As explained above, the present invention is a method for continuous bulk polymerization of a thermoplastic resin using a horizontal continuous polymerization machine and adjusting the pressure inside the continuous polymerization machine to a predetermined pressure while the polymerization reaction is in progress. Continuous bulk polymerization of thermoplastic resin in which the amount of monomer sprayed is adjusted according to the temperature of the polymerization solution, and the monomer is granulated and uniformly sprayed on the free surface of the polymerization solution during the polymerization reaction. Since it is legal, the temperature of the polymerization solution can always be maintained at the target temperature during the progress of the polymerization reaction, and mechanical properties such as tensile strength and impact resistance, transparency, and processability are maintained. It has the effect of producing excellent, high-quality thermoplastic resin.

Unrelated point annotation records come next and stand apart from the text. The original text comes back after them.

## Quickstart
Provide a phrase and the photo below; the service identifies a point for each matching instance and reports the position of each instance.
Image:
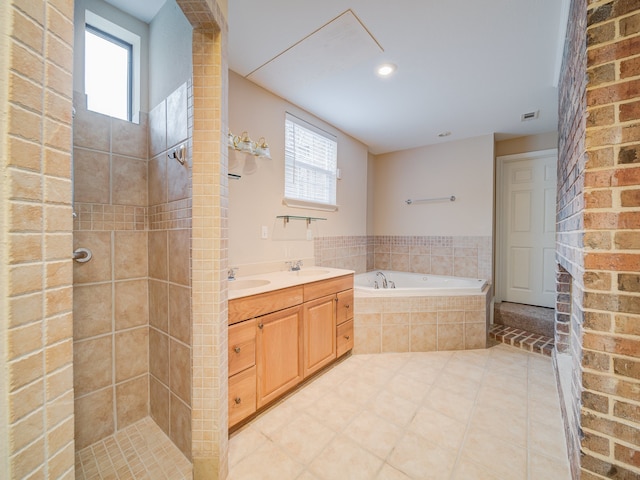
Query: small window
(108, 74)
(310, 165)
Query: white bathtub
(415, 285)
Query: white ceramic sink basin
(311, 272)
(242, 284)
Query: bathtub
(423, 313)
(415, 284)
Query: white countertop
(267, 282)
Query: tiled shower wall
(110, 324)
(169, 190)
(469, 256)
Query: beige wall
(462, 168)
(256, 199)
(530, 143)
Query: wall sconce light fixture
(244, 144)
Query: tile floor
(469, 415)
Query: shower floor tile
(469, 415)
(140, 451)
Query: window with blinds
(310, 165)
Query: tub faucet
(294, 266)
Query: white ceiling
(464, 66)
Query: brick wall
(599, 199)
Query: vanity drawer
(344, 310)
(242, 395)
(255, 305)
(242, 346)
(344, 338)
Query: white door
(526, 228)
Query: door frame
(500, 260)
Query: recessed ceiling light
(386, 69)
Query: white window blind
(310, 165)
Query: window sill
(290, 202)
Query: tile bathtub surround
(419, 324)
(488, 414)
(35, 225)
(469, 257)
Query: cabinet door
(279, 353)
(319, 333)
(344, 309)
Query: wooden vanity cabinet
(279, 353)
(278, 338)
(242, 371)
(344, 328)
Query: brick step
(530, 318)
(516, 337)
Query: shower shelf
(286, 219)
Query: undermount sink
(311, 271)
(242, 284)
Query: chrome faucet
(294, 266)
(231, 273)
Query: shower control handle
(82, 255)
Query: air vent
(529, 116)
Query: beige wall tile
(93, 417)
(131, 304)
(99, 268)
(26, 430)
(91, 176)
(92, 310)
(131, 255)
(177, 116)
(26, 400)
(25, 370)
(132, 353)
(92, 360)
(180, 313)
(24, 339)
(395, 338)
(129, 139)
(157, 183)
(180, 370)
(91, 130)
(158, 129)
(179, 256)
(181, 425)
(129, 181)
(159, 355)
(159, 305)
(179, 183)
(424, 338)
(159, 403)
(132, 401)
(158, 245)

[Brief explanation of drawings]

FIG. 1 is an explanatory diagram illustrating a conventional continuous bulk polymerization method for thermoplastic resins, and an explanatory diagram showing an example of a polymerization process for polyethylene resins. FIGS. Fig. 2 is an explanatory diagram showing an example of the polymerization process of polyethylene resin according to the present invention, and Fig. 3 shows the free surface of the polymerized liquid of the monomer particles dispersed by a spray nozzle. It is an explanatory view showing the dispersion situation to. 1G... Polymerization machine, 11... Inlet nozzle, Minoru... Rotating shaft, ■... Stirring blade, 14
...Refrigerant inlet nozzle, Takumi...jacket,
16... Refrigerant outlet nozzle, 17... Extraction screw, 18... Outlet nozzle, 19.

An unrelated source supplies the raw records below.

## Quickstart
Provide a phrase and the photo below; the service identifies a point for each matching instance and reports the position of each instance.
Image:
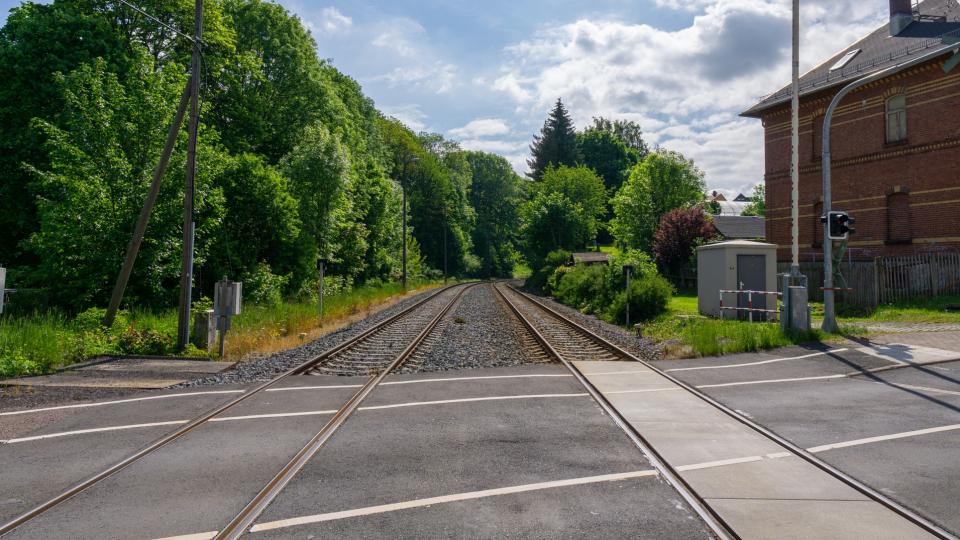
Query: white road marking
(642, 391)
(771, 361)
(648, 372)
(93, 430)
(892, 436)
(419, 503)
(120, 401)
(468, 400)
(768, 381)
(286, 415)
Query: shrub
(580, 287)
(263, 287)
(649, 296)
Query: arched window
(898, 217)
(897, 118)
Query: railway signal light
(841, 225)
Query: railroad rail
(377, 341)
(545, 324)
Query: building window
(898, 218)
(817, 225)
(897, 119)
(817, 138)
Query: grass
(41, 343)
(686, 333)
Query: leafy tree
(679, 234)
(495, 194)
(627, 131)
(664, 181)
(551, 222)
(579, 184)
(556, 145)
(758, 205)
(92, 182)
(608, 156)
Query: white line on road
(419, 503)
(771, 361)
(286, 415)
(119, 401)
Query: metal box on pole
(227, 297)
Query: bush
(263, 287)
(541, 275)
(580, 286)
(649, 296)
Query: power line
(156, 20)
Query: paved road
(899, 429)
(530, 432)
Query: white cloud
(332, 21)
(686, 87)
(410, 114)
(481, 127)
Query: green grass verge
(686, 333)
(41, 343)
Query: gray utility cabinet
(736, 265)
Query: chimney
(901, 16)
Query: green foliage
(496, 193)
(662, 182)
(556, 144)
(648, 297)
(758, 206)
(608, 156)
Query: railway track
(375, 352)
(568, 341)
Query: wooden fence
(888, 279)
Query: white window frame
(896, 119)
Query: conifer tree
(556, 145)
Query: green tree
(92, 182)
(608, 156)
(555, 145)
(627, 131)
(496, 193)
(664, 181)
(758, 204)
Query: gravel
(644, 348)
(479, 332)
(268, 367)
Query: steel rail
(876, 496)
(668, 472)
(240, 524)
(203, 418)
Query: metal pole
(133, 248)
(404, 189)
(795, 139)
(186, 273)
(829, 310)
(322, 265)
(628, 298)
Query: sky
(487, 73)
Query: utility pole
(133, 248)
(795, 140)
(186, 275)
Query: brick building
(895, 144)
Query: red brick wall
(866, 170)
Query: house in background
(729, 208)
(740, 227)
(895, 143)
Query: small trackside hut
(725, 269)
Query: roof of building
(877, 51)
(590, 257)
(740, 227)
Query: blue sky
(486, 73)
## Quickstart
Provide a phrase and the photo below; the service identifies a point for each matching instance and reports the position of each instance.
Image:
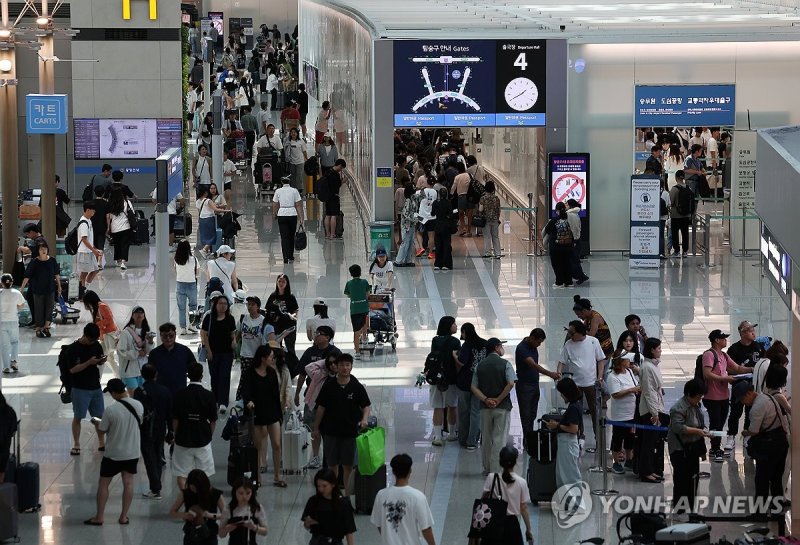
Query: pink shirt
(717, 390)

... Evaporated matter outlet nozzle, (9) ... Monomer dispersion nozzle, Addition ... ... Pressure adjustment valve, 31 ...
... Solenoid valve, ... Spray nozzle, ...

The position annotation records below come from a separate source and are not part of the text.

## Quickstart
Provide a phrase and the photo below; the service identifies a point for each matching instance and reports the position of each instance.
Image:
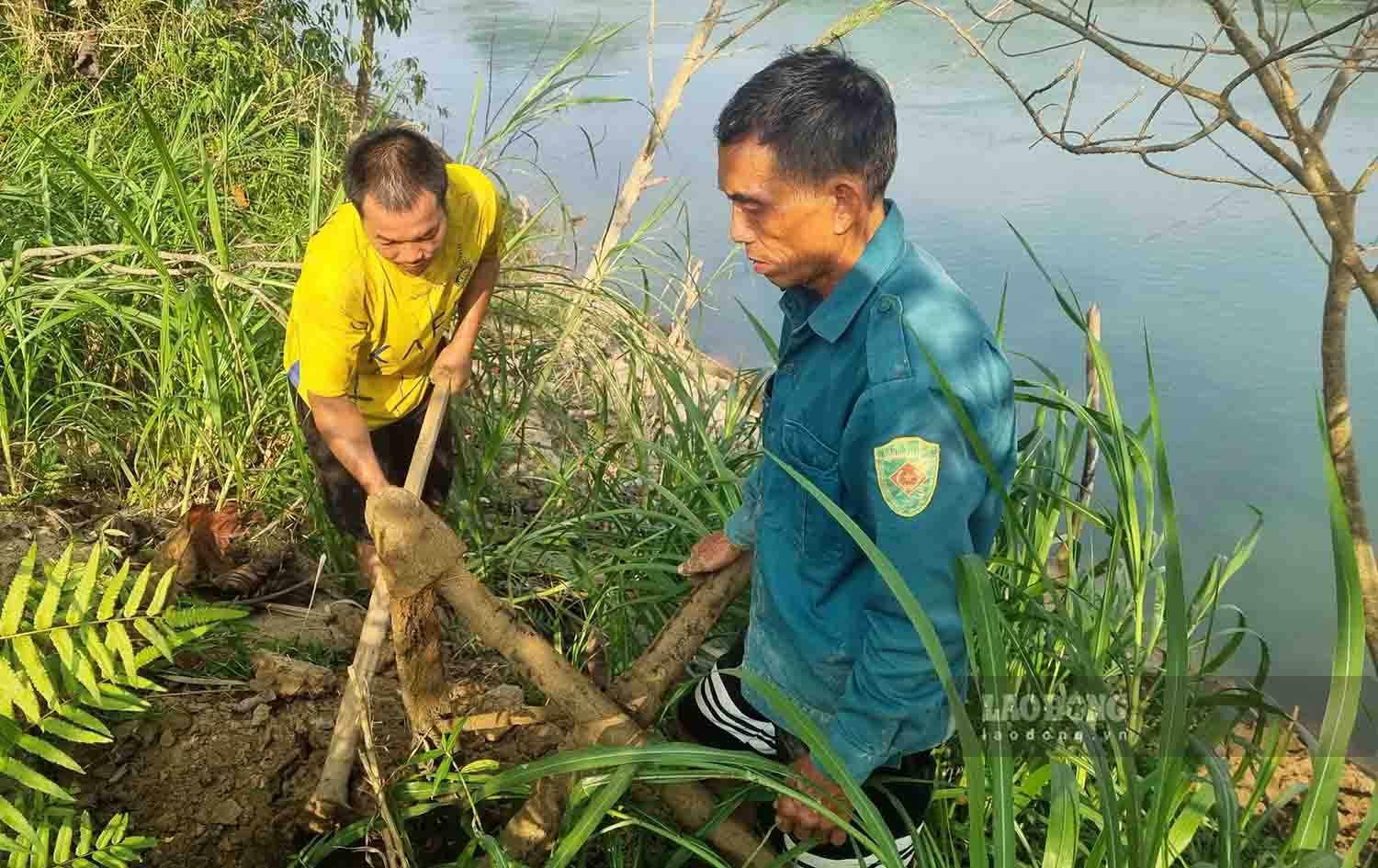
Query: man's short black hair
(394, 164)
(821, 113)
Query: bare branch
(650, 55)
(1264, 33)
(1363, 179)
(1295, 47)
(1088, 146)
(1235, 182)
(1344, 79)
(1071, 96)
(1278, 190)
(1137, 43)
(1148, 121)
(1116, 52)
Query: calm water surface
(1220, 277)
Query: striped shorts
(716, 714)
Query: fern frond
(18, 597)
(61, 838)
(85, 589)
(112, 592)
(66, 650)
(200, 616)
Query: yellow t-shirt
(364, 328)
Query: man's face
(788, 231)
(408, 239)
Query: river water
(1220, 277)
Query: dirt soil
(223, 782)
(225, 785)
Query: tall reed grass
(152, 237)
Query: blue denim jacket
(853, 388)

・・Temperature detector, idiom ・・・Control device = J-1 fig. 2 fig. 1”1 'J/-3 sub

Claims (1)

[Claims] 1. A rotating shaft with a stirring blade supported inside the cylindrical body is provided, an inlet for the polymerization liquid to be polymerized is provided on one longitudinal side of the front body, and an inlet for the polymerization liquid to be polymerized is provided on the other side in the longitudinal direction. In a method in which continuous bulk polymerization of nine thermoplastic resins is carried out by adjusting the pressure inside the scissors transverse wave continuous polymerization machine to a predetermined value using a Yokotaki continuous polymerization machine equipped with an extraction device and an outlet, the polymerization liquid during the polymerization reaction is The thermoplastic resin is characterized in that the amount of monomer sprayed is adjusted according to the temperature of the thermoplastic resin, and the wrinkled monomer is made into particles and sprayed evenly over the free surface of the polymerization liquid during the polymerization reaction. Continuous bulk polymerization method.